You won't see much about Republican congressman Ron Paul's insurgent candidacy for President on the big TV gabfests or on the front page of your major newspapers. But what occurred over the last two days in the longshot Paul campaign may be the most important single chapter in the Republican race thus far.
To recap: casting his 5th of November online fundraising plea as a not-subtle Guy Fawkes attack on the entrenched political powers in his own party, Paul's campaign raised an astounding $4.2 million in about 24 hours from more than 37,000 contributors nationally. His campaign calls it "the largest single-day online primary fundraising effort by a presidential candidate in United States election history."
Paul polls in the single digits and his constitutional conservatism runs counter to most Republican mainstream issues - he's like another species entirely at the GOP debates - but I believe his candidacy has one overriding aspect to it that even admiring political analysts are overlooking.
I don't think Ron Paul intends to quit his campaign after Feb. 5, or after the first week in March when most of the big states will have voted.
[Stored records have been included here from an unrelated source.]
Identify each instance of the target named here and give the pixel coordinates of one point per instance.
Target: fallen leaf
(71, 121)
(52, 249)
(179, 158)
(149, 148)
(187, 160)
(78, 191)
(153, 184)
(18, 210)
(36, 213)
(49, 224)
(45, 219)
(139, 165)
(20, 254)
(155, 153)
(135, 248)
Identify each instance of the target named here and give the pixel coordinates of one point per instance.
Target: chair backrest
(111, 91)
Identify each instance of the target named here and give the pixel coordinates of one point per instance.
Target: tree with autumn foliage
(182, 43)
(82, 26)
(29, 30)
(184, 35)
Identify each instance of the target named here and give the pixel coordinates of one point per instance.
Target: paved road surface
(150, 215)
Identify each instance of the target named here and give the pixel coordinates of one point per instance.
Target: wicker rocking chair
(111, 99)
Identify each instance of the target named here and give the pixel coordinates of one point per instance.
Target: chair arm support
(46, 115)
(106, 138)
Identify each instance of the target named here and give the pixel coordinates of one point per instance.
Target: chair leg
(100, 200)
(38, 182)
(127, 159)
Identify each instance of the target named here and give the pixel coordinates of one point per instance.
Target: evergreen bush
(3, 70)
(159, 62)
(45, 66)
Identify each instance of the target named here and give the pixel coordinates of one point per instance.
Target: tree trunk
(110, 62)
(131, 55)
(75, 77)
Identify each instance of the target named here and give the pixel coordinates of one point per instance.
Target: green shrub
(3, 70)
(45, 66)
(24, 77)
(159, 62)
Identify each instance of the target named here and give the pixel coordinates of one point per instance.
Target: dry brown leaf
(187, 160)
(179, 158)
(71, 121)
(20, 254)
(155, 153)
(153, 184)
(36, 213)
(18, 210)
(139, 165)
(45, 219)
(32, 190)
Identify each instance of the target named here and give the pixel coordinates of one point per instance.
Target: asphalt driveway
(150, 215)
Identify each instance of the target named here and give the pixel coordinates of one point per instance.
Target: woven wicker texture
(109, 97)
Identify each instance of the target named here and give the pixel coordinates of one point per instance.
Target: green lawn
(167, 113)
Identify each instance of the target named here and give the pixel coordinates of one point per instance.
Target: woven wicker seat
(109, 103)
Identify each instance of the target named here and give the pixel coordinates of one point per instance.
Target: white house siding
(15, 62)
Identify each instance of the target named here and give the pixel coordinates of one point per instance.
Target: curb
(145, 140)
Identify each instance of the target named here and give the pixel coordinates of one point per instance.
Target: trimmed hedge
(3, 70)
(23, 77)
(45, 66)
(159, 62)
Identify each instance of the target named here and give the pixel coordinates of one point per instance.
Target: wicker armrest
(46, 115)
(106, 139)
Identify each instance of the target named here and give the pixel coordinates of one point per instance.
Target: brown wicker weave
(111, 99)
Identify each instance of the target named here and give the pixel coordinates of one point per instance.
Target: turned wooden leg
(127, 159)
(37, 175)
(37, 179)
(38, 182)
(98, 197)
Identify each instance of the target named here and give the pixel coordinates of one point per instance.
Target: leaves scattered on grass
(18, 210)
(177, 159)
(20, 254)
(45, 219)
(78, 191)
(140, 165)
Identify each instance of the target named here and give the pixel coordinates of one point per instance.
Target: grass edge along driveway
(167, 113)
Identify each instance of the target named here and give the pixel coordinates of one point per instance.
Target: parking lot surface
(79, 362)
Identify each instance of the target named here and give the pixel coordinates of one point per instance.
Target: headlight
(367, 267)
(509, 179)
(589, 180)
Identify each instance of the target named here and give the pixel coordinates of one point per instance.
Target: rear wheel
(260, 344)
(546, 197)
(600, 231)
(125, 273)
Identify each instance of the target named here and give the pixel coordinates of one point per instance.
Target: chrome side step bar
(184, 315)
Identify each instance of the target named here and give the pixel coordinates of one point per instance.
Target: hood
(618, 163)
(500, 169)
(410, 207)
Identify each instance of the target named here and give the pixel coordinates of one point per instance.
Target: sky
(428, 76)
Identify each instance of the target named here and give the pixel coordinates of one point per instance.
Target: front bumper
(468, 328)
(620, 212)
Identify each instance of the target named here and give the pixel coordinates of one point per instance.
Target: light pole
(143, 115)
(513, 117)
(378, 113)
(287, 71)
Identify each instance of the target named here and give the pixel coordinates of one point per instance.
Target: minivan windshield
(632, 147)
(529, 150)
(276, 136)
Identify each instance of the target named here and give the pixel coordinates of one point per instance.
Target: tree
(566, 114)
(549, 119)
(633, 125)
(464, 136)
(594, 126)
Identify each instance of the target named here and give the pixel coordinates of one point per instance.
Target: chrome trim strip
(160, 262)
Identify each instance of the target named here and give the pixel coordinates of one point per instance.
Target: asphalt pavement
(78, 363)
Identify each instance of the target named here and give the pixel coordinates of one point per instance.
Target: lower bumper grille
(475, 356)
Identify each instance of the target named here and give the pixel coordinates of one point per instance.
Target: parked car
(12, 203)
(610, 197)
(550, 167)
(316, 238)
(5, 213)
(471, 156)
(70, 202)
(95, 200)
I don't think he'll quit after the Republican National Convention. I don't even think he'll quit after Election Day.
I think Ron Paul and his followers are a semi-permanent feature on the conservative-Republican landscape, and I believe his importance will grow. The guy clearly has legs (I've been getting Paul emails for months now), his message is resonating, and not just on the right. Here's Glenn Greenwald:
Regardless of how much attention the media pays, the explosion of support for the Paul campaign yesterday is much more than a one-time event. The Paul campaign is now a bona fide phenomenon of real significance, and it is difficult to see this as anything other than a very positive development.
There are, relatively speaking, very few people who agree with most of Paul's policy positions. In fact, a large portion of Americans -- perhaps most -- will find something in his litany of beliefs with which they not only disagree, but vehemently so. Paul has a coherent political world-view and states his positions clearly and unapologetically, without hedges, and that approach naturally ensures greater disagreement than the form of please-everyone obfuscation which drives most candidates.
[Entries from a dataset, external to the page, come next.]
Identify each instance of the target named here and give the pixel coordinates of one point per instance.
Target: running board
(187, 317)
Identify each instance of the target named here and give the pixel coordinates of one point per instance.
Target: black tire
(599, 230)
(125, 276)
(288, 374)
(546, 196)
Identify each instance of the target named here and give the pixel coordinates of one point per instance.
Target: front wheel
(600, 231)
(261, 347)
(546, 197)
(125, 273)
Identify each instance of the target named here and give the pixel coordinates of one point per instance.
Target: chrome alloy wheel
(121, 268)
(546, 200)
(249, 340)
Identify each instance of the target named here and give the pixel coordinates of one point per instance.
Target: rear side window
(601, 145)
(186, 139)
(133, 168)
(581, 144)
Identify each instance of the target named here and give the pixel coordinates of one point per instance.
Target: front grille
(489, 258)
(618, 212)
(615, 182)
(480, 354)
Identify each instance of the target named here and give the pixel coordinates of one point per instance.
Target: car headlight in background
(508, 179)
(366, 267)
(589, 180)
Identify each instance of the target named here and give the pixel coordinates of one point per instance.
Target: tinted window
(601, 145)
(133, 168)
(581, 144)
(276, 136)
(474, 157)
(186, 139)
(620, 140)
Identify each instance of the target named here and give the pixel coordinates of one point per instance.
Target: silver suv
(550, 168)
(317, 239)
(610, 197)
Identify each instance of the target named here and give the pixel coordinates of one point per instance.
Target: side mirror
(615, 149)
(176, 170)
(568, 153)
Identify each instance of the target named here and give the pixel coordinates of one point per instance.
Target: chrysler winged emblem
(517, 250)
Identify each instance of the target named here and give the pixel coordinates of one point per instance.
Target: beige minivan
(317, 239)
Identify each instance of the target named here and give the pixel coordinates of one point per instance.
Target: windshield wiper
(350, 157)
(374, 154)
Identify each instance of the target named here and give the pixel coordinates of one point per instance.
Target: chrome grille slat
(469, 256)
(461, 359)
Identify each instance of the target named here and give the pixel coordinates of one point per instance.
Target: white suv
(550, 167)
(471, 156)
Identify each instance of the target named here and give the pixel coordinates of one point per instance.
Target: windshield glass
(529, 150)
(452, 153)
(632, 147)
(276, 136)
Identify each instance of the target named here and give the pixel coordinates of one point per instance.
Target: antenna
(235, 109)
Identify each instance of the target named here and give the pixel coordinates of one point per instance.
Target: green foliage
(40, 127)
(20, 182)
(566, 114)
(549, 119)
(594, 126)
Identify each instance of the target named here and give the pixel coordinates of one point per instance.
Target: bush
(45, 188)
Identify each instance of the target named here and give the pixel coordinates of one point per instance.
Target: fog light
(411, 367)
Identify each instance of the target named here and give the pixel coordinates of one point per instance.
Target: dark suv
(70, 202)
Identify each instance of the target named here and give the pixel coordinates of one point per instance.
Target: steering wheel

I agree with everything Glenn says, but I'd add this. Ron Paul won't become President, or even the GOP nominee. But I think his real aim is to tear down the modern Republican Party, to dismember the aging conservative movement, and rebuild it entirely along a set of principles he believes in. And there, he may well have a chance. And what does that mean for the 2008 race?
UPDATE: Markos calls it "biggest example of people-power this cycle" and a "beautiful thing to behold." Jerome Armstrong notes: "Already at over 6.5M this quarter, Ron Paul is on track to raise more money than any other Republican candidate, and probably will raise more than either Clinton or Obama in the 4th quarter," and goes on to point out that the Paul effort makes the biggest and best use of open-source content and social networks of any campaign.